到達可能性を有効性として使用することで、事実上garbageオブジェクトのコピーがどの程度発生するのかを調査することにしました。我々の知る限り、この種の研究を発表したのは我々が初めてです。当初の仮説は、MarkとEvacuateのフェーズを別個に実行するGCは、有効性情報が処理されるよりもずっと前に有効性を計算するため、パフォーマンスが低下するだろうというものでした。回収時には見られないこの遅延が原因で、有効性情報が古くなる可能性がありました。 一方、マーキング後の計算済み有効性マップでは、密度の低い領域だけ退避を許可します。つまり、退避は、投資対効果の高いページ(例えば、ページ全体を解放するために、一部のオブジェクトをコピーする)に集中し、選択的に行うことができます。 最終的には、実験を実行することで無駄な作業の量を把握することができました。

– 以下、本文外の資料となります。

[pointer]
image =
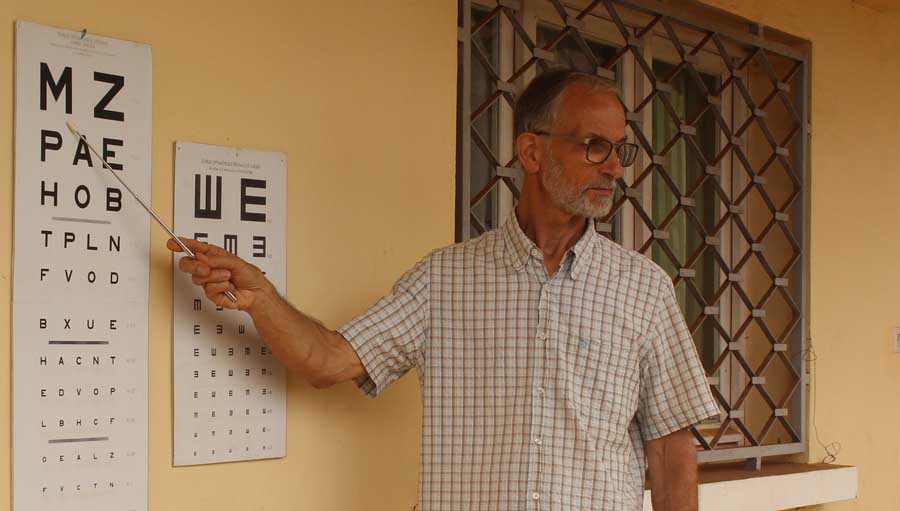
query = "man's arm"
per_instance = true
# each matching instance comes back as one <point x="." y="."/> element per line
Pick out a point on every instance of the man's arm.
<point x="673" y="472"/>
<point x="322" y="356"/>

Figure 2: Mark-Evacuate | Scavenge Phases

ZGCでGCによる無駄な作業を計測し始めたのは、ZGCがロードバリア(load barrier)という、必要とする最も適切なインフラを持っていたからです。ロードバリアがなければ、オブジェクトへのアクセス、つまりプログラムが最終的にオブジェクトを使用したかどうかを簡単に検出することはできませんでした。ZGCにインスツルメンテーションを施し、Markフェーズ中に到達可能であったものの、次のGCサイクルで到達不能になる前に、その後一度もアクセスされなかったYoungオブジェクトを特定しました。これにより、無駄な作業であるGC再配置を特定します。 次に、これらのオブジェクトのうち、GCによって移動された数を測定しました。これを「無駄な作業」と呼びます。つまり実際に不要になったオブジェクトの移動です。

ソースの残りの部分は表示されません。